So what am I here to do?
I have 8 days flat sitting. Here at the home of two spiritual beings. Two strong female companions. By myself. With cat.
What is important here? What really matters? Right now - getting myself on an even keel. Internally. And how do I do that?
I walk into the darkness.
Night time rituals.
Sadness to explore.
Fear to explore.
Soul to hear.
Desire a doorway to that sorrow. Why?
What is desire hiding? Masking?
An externalized push for connection, affirmation, relationship. Be that partner or child. An externalised reaching for love.
When did I leave my husband? When did I push that externalized version out?

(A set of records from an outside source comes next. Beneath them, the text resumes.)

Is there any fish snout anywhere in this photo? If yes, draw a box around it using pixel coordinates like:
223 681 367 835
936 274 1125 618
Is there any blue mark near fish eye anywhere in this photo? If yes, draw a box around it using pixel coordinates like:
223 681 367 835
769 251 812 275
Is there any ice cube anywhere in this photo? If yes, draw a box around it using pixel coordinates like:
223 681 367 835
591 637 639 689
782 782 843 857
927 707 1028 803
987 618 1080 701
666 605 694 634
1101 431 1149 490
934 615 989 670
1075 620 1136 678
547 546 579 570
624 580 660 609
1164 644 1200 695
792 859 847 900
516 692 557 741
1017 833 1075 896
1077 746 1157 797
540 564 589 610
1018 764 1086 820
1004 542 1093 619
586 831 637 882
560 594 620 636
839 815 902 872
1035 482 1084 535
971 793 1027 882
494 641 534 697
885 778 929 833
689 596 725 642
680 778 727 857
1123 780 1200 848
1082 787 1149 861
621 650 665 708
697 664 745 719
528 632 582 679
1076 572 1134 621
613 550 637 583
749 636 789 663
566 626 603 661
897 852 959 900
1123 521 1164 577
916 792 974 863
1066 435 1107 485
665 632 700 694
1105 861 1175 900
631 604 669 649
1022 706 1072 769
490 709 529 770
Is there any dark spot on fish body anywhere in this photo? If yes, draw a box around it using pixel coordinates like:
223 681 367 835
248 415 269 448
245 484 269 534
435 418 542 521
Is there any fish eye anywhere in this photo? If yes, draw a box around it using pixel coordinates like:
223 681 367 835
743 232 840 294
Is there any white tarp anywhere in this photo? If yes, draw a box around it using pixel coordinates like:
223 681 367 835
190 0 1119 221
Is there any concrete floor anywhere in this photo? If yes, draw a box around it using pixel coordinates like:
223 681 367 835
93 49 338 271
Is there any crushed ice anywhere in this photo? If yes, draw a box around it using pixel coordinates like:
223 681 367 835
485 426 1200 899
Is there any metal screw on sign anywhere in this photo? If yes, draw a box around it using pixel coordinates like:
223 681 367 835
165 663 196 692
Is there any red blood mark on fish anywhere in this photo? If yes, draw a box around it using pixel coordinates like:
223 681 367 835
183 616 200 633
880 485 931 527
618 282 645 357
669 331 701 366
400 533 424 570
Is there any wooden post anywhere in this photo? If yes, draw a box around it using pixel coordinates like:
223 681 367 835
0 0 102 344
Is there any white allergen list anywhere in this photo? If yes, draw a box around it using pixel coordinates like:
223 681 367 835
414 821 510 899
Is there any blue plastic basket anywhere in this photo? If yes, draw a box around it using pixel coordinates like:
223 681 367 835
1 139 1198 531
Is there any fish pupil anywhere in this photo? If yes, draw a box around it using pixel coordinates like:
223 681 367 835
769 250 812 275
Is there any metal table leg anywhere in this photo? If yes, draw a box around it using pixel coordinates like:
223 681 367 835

When I realised I loved myself more than to keep putting myself through those relationship dynamics. When I loved myself enough to not need external affirmation.
And to get there again I need to get to the root of the sorrow and fear and shame. Yes, shame is there too. That's a surprise. Been a while since she reared up. And as yet she is floating, unconnected to any event. That definitely needs exploration. What am I ashamed of?
Dig dig dig. Tunnel down. Step into the black sea.
Feel it. Know it. Live it. Forgive it.
Live it.
Forgive it.
Love
Love
Love.
Wise Woman Warrior Queen Stand Up.
I shall soon be calling on you.
Mage Priestess Lover I need you now.
We will be journeying together this week.